Streaming TTS playback
OpenAI TTS returns an MP3 stream; the goal is download + decode + play in parallel. Feeding minimp3 directly from UART chunks failed: minimp3’s layer-III bit reservoir needs byte continuity across frames, and UART chunk boundaries broke that — 153 consecutive skips after the first frame. Full-buffer-then-decode works but waits >10 s before any sound.
The final design: two tasks + adaptive pre-buffer.
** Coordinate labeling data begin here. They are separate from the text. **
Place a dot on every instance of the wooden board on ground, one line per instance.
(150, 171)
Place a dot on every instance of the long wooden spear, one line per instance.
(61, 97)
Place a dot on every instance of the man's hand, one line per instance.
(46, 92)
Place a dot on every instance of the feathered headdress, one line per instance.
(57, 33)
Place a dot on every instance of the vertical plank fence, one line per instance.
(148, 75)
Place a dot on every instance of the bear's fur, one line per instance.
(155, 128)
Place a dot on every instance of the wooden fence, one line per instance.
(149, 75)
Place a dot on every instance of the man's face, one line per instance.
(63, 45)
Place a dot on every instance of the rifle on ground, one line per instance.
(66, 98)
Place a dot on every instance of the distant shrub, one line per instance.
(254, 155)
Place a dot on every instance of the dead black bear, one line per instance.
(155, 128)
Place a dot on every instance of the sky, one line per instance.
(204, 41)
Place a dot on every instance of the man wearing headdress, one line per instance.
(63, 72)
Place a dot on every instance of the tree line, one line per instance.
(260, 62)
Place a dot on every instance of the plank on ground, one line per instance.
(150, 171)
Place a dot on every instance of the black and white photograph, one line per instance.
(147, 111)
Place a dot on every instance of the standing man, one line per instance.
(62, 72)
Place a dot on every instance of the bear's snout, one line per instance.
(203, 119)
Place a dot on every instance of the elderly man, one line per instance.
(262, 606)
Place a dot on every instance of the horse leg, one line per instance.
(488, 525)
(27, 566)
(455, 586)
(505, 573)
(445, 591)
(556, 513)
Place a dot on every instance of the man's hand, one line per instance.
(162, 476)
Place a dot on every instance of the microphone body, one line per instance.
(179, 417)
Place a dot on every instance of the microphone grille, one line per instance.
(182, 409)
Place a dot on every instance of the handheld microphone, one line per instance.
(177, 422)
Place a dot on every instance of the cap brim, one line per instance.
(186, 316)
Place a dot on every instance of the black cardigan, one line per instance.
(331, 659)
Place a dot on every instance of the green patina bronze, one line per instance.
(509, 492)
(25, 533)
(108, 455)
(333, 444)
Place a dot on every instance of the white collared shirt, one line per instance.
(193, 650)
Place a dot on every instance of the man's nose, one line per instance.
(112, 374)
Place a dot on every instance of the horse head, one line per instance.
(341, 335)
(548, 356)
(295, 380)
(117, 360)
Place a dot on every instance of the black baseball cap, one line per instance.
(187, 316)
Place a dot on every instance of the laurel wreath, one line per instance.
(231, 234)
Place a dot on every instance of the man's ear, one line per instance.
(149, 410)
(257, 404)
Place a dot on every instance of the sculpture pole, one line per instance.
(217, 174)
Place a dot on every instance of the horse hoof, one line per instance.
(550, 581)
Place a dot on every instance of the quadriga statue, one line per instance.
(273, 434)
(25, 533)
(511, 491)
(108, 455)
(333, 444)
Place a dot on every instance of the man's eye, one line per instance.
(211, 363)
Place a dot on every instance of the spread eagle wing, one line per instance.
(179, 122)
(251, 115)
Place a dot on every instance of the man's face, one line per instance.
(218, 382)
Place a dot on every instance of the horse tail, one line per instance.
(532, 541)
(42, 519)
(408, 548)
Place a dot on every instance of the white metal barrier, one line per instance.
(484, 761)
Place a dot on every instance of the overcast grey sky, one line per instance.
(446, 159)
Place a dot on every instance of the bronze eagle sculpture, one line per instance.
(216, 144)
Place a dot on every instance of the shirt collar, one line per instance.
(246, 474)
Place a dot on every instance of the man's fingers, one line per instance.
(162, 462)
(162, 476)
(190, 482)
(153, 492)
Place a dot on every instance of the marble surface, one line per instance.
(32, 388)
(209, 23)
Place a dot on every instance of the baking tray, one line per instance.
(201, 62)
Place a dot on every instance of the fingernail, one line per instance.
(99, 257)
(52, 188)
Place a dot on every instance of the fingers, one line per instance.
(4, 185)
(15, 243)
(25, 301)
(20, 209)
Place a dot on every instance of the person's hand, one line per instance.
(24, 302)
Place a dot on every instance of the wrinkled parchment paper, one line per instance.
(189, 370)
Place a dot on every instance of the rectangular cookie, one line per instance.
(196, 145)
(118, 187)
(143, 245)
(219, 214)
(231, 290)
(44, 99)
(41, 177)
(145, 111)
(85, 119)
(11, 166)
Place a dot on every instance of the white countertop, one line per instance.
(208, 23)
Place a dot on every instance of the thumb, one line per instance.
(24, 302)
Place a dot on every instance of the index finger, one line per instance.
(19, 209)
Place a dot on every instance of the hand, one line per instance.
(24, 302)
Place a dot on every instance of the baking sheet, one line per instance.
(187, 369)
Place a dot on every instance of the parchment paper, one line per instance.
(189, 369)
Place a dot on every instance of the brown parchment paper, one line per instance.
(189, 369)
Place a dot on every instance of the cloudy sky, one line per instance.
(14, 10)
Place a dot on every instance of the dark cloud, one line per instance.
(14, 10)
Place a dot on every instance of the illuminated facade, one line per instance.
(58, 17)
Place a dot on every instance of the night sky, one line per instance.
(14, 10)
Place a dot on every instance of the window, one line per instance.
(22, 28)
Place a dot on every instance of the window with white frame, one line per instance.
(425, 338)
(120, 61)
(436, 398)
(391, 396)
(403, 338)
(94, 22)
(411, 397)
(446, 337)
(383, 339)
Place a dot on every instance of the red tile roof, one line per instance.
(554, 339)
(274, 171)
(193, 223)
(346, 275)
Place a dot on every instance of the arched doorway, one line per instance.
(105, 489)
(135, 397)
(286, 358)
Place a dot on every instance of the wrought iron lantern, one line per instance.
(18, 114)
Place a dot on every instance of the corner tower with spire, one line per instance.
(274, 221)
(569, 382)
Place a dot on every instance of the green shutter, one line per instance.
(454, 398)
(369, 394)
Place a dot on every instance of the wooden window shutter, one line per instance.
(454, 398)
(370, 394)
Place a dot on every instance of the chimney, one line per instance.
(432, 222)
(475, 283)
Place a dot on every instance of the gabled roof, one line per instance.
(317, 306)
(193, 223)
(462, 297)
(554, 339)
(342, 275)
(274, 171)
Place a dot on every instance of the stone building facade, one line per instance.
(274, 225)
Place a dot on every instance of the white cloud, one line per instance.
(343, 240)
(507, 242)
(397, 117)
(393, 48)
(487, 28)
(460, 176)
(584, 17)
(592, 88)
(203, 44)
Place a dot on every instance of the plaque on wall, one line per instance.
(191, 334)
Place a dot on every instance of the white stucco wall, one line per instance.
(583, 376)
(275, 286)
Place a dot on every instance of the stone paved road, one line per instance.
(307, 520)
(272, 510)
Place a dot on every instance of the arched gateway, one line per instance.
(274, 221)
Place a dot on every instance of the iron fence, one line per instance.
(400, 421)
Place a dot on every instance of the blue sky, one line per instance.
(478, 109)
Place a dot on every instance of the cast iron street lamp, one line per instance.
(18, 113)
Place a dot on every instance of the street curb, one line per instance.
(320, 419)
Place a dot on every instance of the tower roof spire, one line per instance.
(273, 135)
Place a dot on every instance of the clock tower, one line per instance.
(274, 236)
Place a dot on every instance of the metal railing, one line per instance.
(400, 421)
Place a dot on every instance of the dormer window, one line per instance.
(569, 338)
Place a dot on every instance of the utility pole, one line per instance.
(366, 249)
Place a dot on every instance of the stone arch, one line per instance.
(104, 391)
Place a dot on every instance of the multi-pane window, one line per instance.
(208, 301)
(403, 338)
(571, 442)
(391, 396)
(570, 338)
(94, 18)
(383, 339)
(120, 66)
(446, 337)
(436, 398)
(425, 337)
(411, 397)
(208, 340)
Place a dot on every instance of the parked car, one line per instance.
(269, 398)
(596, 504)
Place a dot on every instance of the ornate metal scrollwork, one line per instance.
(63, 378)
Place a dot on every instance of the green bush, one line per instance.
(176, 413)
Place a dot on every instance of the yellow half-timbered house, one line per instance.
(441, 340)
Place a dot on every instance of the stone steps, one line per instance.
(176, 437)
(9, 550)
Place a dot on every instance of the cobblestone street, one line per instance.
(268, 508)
The UART chunk callback only appends bytes to a PSRAM accumulator. An independent decoder task pulls from the accumulator into minimp3 → pushes PCM into the audio_service stream ring → a player task drains to I²S TX.
The key algorithm: track observed download rate × content_length to estimate “how much download is left,” and only call audio_service_pcm_stream_start once the pre-buffer covers prebuf_audio_ms ≥ remaining_download_ms × 0.7. No matter how slow the network is, the ring never under-runs.
Reading digits aloud
The TTS model regularly mangled numbers: “38640” → “34680,” “532” → “332,” “024” → “zero hundred two ten four.” TTS instructions can’t force a reading style.
The fix is full text-layer preprocessing: convert 1-99 to natural Chinese numerals (“11” → “十一”), 3+ digits per-digit (“2026” → “二零二六”), decimal point → “点”, leading-zero pairs preserved (“01” → “零一”, fixing the “12:01” → “12:1” zero-drop bug), ℃/° → “度”, % → “百分”.
Function-calling side-effect timing
First implementation of set_timer(seconds): the user says “beep in 5 seconds” — and hears the beep before GPT finishes saying “sure, timer set.”
Cause: tool execution is synchronous, so esp_timer_start_once(5_s) fires immediately. But there’s still a GPT round 2 (5-10 s) plus TTS download + playback (15 s) ahead — the timer fires before TTS even starts.
The fix: the tool doesn’t start esp_timer directly. It stashes seconds in a static variable, and cloud_pipeline_task calls cloud_pipeline_fire_deferred_timer() only after TTS playback finishes. The variable resets at the start of every turn so a failed timer from a previous turn can’t leak into the next.

Limitations
- The on-device AI is still a dummy / skeleton. The “AI 1MS” line on the HUD only exercises the local inference scheduling framework — no real model attached. Real on-device AI is still TODO before the competition.
- Fully cloud-dependent for LLM. No internet, half the features die. OpenAI / Groq have real-world issues — slow responses (GPT POST 30+ s), region instability, quota limits.
- Round-trip 30-40 s isn’t fast. The bottlenecks are ASR upload and TTS download. Next experiment: Opus-encoded audio upload (WAV 100 KB → 10-15 KB) and GPT-4o SSE streaming.
- Physical UART layer still drops 1.3% downlink. Considering bare DuPont wires with no flow control that’s not bad — but stability comes from retransmission, not from the physical layer.
- Only two cloud APIs are wired up (OpenAI + Open-Meteo). Demoing anything else means more integration.

The repo’s 00_docs/DEVELOPMENT_JOURNEY.md is the full granular log — commit traces, error codes, speedup ratios for every problem.